New York's attorney general is investigating Bank of America Corp.'s $8.5 billion settlement with investors over losses in mortgage-backed securities, and has sought data from 20 institutional investors that agreed to the accord.
In letters to the firms, Attorney General Eric Schneiderman requested the names of various clients — including pension funds, government authorities and charities affiliated with the state — that invested in securities issued by the 530 mortgage securitization trusts covered in the accord. He also sought the par and current market values of the clients' securities.
The letters are dated July 7, and were sent in connection with the attorney general's "ongoing investigation" into the securitization of residential mortgages. Schneiderman requested that the information be provided by July 14.
Among the investors were BlackRock Inc., MetLife Inc. and Allianz SE's Pacific Investment Management Co. Of the 22 investors that agreed to the accord, only the Federal Reserve Bank of New York and the Federal Home Loan Banks were not sent letters by Schneiderman.
Schneiderman's office and representatives of Bank of America and BlackRock declined to comment. A MetLife spokesman said that insurer has not seen a letter from Schneiderman. Pimco did not immediately respond to a request for comment.
Reuters obtained copies of the letters Tuesday.
Various attorneys general are scrutinizing the causes of and fallout from excess in mortgage securitizations, a key driver of the recent housing and financial crises.

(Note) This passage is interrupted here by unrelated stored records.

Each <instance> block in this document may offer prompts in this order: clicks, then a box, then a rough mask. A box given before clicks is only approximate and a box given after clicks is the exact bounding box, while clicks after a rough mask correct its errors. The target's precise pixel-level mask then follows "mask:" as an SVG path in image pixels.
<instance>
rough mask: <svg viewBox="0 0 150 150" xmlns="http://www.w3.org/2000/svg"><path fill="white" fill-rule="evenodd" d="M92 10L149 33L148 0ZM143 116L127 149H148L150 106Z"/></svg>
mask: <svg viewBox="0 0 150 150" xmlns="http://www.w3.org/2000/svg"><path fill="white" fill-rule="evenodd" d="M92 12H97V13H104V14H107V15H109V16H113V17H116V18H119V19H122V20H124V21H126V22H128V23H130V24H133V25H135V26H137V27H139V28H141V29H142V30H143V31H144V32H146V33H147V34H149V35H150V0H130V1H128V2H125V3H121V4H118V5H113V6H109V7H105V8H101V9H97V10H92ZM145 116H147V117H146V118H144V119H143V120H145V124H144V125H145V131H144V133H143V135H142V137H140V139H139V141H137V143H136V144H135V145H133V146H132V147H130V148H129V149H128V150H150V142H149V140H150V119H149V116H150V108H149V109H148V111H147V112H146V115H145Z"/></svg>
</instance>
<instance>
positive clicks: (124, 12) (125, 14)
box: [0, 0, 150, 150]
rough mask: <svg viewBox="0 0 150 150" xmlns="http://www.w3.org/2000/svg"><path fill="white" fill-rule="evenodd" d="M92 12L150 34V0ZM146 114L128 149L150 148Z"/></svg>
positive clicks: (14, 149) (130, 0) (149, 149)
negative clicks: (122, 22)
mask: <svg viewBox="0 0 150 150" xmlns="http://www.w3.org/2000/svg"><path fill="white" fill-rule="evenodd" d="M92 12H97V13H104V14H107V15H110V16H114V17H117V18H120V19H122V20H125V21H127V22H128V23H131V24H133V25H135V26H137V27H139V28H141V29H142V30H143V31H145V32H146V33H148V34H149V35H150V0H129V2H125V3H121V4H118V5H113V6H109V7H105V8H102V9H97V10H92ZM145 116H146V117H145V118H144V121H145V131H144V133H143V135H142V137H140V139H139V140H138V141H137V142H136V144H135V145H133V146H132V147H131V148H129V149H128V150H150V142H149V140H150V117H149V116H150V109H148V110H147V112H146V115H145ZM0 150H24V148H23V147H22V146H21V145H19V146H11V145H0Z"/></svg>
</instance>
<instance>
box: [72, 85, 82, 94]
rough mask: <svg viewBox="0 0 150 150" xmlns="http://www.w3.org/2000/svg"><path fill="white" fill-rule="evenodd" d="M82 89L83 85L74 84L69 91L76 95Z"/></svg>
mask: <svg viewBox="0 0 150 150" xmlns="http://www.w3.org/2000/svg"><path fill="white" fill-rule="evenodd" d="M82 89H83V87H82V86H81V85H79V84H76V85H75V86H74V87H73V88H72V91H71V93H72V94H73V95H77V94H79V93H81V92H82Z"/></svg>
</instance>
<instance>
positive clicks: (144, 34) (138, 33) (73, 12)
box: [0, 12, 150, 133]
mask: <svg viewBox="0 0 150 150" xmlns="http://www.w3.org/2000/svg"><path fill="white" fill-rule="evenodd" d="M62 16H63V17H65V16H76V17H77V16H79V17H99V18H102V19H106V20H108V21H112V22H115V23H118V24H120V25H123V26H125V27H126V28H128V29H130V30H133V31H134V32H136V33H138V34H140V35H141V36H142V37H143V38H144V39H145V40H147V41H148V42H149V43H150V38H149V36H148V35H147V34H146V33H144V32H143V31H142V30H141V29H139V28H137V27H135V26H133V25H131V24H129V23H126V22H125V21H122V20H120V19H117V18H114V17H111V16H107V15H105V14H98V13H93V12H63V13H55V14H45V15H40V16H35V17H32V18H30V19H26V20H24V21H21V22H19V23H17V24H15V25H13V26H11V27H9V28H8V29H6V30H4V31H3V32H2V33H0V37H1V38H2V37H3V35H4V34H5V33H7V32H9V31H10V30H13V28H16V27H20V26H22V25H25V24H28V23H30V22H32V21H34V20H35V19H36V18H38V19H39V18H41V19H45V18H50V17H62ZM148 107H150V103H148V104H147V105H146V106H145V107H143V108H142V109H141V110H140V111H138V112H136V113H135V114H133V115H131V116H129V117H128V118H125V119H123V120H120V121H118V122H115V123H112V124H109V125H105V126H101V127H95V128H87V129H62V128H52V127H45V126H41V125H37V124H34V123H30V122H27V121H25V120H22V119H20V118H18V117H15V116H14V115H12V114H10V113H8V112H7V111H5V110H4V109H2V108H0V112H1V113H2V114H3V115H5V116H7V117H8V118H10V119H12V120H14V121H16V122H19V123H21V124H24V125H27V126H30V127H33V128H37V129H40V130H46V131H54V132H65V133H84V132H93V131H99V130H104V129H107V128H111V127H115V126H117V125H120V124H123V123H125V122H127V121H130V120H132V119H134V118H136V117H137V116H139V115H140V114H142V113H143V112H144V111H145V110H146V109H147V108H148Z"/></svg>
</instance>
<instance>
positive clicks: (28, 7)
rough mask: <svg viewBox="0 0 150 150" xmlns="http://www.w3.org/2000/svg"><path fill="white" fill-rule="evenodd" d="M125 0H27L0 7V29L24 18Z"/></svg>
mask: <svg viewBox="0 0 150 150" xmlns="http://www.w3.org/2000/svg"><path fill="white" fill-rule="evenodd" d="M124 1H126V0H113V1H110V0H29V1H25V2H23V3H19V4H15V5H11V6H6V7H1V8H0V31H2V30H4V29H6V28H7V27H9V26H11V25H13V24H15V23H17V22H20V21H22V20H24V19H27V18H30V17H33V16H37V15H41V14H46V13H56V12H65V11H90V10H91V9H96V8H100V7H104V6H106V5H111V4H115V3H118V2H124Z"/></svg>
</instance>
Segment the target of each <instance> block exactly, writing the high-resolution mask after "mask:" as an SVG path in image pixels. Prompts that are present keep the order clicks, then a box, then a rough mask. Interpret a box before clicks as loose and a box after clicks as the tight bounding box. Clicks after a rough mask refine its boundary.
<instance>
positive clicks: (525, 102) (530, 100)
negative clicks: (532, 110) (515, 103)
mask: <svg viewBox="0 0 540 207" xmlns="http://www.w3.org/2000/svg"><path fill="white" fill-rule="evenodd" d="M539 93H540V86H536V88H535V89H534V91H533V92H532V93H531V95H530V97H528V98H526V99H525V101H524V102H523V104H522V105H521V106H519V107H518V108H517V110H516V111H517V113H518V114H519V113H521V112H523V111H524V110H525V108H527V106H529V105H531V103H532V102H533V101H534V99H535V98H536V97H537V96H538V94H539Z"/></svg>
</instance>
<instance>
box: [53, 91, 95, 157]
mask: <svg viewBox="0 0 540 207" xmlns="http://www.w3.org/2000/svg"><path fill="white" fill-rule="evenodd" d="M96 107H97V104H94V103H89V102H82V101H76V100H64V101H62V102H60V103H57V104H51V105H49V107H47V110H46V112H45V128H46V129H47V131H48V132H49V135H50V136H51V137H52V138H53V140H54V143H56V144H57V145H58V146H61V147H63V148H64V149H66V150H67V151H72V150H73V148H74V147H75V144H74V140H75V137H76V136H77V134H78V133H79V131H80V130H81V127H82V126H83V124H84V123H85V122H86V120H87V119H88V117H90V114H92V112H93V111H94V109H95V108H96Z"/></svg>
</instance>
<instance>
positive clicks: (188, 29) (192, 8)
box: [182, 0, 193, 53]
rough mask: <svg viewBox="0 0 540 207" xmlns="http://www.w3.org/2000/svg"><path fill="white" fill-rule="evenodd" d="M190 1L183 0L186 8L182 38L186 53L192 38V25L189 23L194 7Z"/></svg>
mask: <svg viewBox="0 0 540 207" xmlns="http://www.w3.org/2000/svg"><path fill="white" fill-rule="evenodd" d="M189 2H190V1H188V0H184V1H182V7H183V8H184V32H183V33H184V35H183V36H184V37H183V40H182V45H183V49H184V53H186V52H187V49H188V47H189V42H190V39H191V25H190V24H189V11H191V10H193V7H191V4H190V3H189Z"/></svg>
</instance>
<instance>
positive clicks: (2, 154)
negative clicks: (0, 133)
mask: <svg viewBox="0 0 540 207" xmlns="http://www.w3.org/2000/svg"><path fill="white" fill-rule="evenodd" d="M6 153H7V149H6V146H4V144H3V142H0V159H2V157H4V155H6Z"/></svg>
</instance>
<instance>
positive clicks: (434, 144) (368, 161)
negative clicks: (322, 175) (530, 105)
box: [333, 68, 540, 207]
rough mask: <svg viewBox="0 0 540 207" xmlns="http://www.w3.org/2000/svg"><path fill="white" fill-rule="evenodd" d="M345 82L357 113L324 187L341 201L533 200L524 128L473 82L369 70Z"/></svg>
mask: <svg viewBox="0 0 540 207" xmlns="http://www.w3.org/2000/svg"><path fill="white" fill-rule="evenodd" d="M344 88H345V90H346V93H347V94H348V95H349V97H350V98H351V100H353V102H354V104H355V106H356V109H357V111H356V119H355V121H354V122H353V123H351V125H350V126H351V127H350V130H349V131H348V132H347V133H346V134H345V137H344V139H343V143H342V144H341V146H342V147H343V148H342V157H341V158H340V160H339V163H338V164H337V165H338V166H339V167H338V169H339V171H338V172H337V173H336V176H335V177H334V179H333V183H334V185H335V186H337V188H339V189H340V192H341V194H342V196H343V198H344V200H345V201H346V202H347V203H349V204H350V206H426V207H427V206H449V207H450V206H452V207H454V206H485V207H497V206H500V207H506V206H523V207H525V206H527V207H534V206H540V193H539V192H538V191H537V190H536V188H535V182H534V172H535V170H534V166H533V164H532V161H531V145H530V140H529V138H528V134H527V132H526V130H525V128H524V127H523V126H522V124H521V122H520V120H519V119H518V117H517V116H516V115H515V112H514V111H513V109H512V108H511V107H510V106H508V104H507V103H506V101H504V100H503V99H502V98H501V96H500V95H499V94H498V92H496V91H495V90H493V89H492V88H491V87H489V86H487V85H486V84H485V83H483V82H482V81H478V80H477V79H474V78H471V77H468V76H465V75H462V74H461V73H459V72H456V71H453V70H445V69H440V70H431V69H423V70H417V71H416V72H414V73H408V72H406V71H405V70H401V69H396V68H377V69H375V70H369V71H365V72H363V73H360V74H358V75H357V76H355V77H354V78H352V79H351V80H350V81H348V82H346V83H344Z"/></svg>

Regulators including all 50 state attorneys general are also working on an expected multi-billion dollar settlement with large mortgage servicers over foreclosure practices.
IS IT FAIR?
The $8.5 billion settlement announced June 29 was part of roughly $20 billion of charges that Bank of America hopes will resolve much of its legal liability from its 2008 purchase of mortgage lender Countrywide Financial Corp.
But the accord has drawn challenges from some Countrywide mortgage securities investors who question whether the accord is fair, or may provide some investors with windfalls.
The settlement requires approval by New York State Supreme Court Justice Barbara Kapnick in Manhattan.
In court filings this week, the institutional investors rejected various criticisms by a group of pension funds and 11 companies sharing the name Walnut Place, which own Countrywide securities in some trusts covered by the accord.
The institutional investors called "ludicrous" a claim that they engineered a gentle settlement to help Bank of America, which many of them regularly do business with in other areas.
They also said that to exclude some trusts from the accord would deprive investors in those trusts of other benefits, including servicing improvements that could lead to fewer foreclosures and higher values for their mortgage securities.
On Monday, Congressman Brad Miller, a Democrat and member of the House Financial Services Committee, questioned whether taxpayers might end up on the hook for excessive losses through the ownership by government-run Fannie Mae and Freddie Mac of securities covered in the settlement.
Bank of New York Mellon Corp. is the trustee for the 530 trusts, and has called the settlement "reasonable." A spokesman for that bank also declined to comment.
The case is In re: The Bank of New York Mellon, New York State Supreme Court, New York County, No. 651786/2011.